4. What is the HCS process and what are the steps involved?
The HCS Approach is a methodology that distinguishes between forested areas that should be protected, from degraded lands with low carbon and biodiversity values. In the HCS Approach, satellite, LiDAR and field data are collected and combined to identify potential HCS areas. Thereafter, a Forest Patch Analysis decision tree is applied to determine if an area is designated as HCS.

5. Who carried out the independent HCS assessments?
The HCS assessments were carried out in partnership with the Earthworm Foundation.

6. What are High Conservation Values (HCV)?
The HCV approach was developed by the Forest Stewardship Council and is designed to maintain or enhance six environmental and social values in production landscapes. All natural habitats possess some inherent conservation value, such as the presence of rare or endemic species, sacred sites or resources harvested by local residents. HCV areas are defined as natural habitats where these values are considered to be of outstanding significance or critical importance.

7. What is the HCV process and what are the steps involved?
The HCV approach provides a systematic basis for identifying critical conservation values – both social and environmental – referred to as High Conservation Values (HCVs) and for planning ecosystem management in order to ensure that these HCVs are maintained or enhanced. There are 3 basic steps in the HCV process which are; identification, assessment and monitoring.

8. Is it the case that land can still be cleared if it does not meet High Conservation Value (HCV) or High Carbon Stock (HCS) criteria? 
There are six classifications to the HCS method we are applying. In descending order of value, they are: high-density forest, medium density forest, low-density forest, young regenerating forest, scrub and open land. The HCS threshold is set so that scrub and open land can be developed.

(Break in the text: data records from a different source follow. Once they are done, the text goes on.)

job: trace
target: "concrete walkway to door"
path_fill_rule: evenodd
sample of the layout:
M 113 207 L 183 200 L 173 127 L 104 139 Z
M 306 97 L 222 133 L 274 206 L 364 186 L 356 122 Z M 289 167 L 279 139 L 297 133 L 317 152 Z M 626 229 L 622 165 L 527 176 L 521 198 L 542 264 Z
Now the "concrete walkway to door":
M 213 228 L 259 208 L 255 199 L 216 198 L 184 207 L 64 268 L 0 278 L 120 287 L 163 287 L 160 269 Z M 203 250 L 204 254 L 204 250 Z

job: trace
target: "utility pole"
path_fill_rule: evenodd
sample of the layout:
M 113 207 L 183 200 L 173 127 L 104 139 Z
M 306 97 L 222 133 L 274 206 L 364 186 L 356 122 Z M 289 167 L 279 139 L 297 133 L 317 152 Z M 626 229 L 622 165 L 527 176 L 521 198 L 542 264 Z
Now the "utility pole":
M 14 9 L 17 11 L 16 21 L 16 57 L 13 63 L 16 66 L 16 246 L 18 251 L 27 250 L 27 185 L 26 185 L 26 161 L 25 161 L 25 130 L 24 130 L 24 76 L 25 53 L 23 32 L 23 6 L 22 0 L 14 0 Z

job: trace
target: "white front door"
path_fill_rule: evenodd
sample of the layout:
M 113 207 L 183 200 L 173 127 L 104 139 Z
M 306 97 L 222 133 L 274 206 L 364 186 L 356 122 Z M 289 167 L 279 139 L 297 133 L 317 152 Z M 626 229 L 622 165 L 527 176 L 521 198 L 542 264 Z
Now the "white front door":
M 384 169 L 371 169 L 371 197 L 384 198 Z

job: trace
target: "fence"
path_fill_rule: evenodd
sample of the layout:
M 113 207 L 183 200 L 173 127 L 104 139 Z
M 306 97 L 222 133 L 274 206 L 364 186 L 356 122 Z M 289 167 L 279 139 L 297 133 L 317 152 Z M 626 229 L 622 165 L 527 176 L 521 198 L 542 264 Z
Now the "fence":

9. For HCV 5 and 6 (community) approaches, what will be done by the company?
The primary strategy is the use of Free, Prior and Informed Consent (FPIC) which engages local communities in the decision-making process about the utilisation of land. We also have robust grievance procedures through which communities can express any concerns they may have. For developed areas, our aim is to ensure that the HCVs are maintained or enhanced, and for communities to have access to those values.

10. Will APP continue to convert degraded or denuded land?
The terms ‘degraded’ and ‘denuded’ have previously been difficult to quantify and can mean different things to different stakeholders. To clarify, APP will only develop areas that are not forested, as identified through the company’s HCV and HCS studies.

11. What is the Integrated Sustainable Forest Management Plan (ISFMP)?
ISFMP process compiles recommendations and data gathered through the various assessments conducted –HCV, HCS, Social Impact, Peat Mapping, and Growth and Yield assessments – to form a management plan for each of our suppliers’ concessions. This process includes an extensive stakeholder consultation process to ensure that their concerns are taken into account in the ISFMP.

12. What is the outcome of rolling out the ISFMP to all 38 suppliers?
The ISFMP for the 38 suppliers were completed in 2016 and several have been approved by the Government of Indonesia. These plans have also been developed into manuals as a guideline for implementation. Based on the first version of the plans, the protected areas in APP’s suppliers’ concessions increased by 15 percent.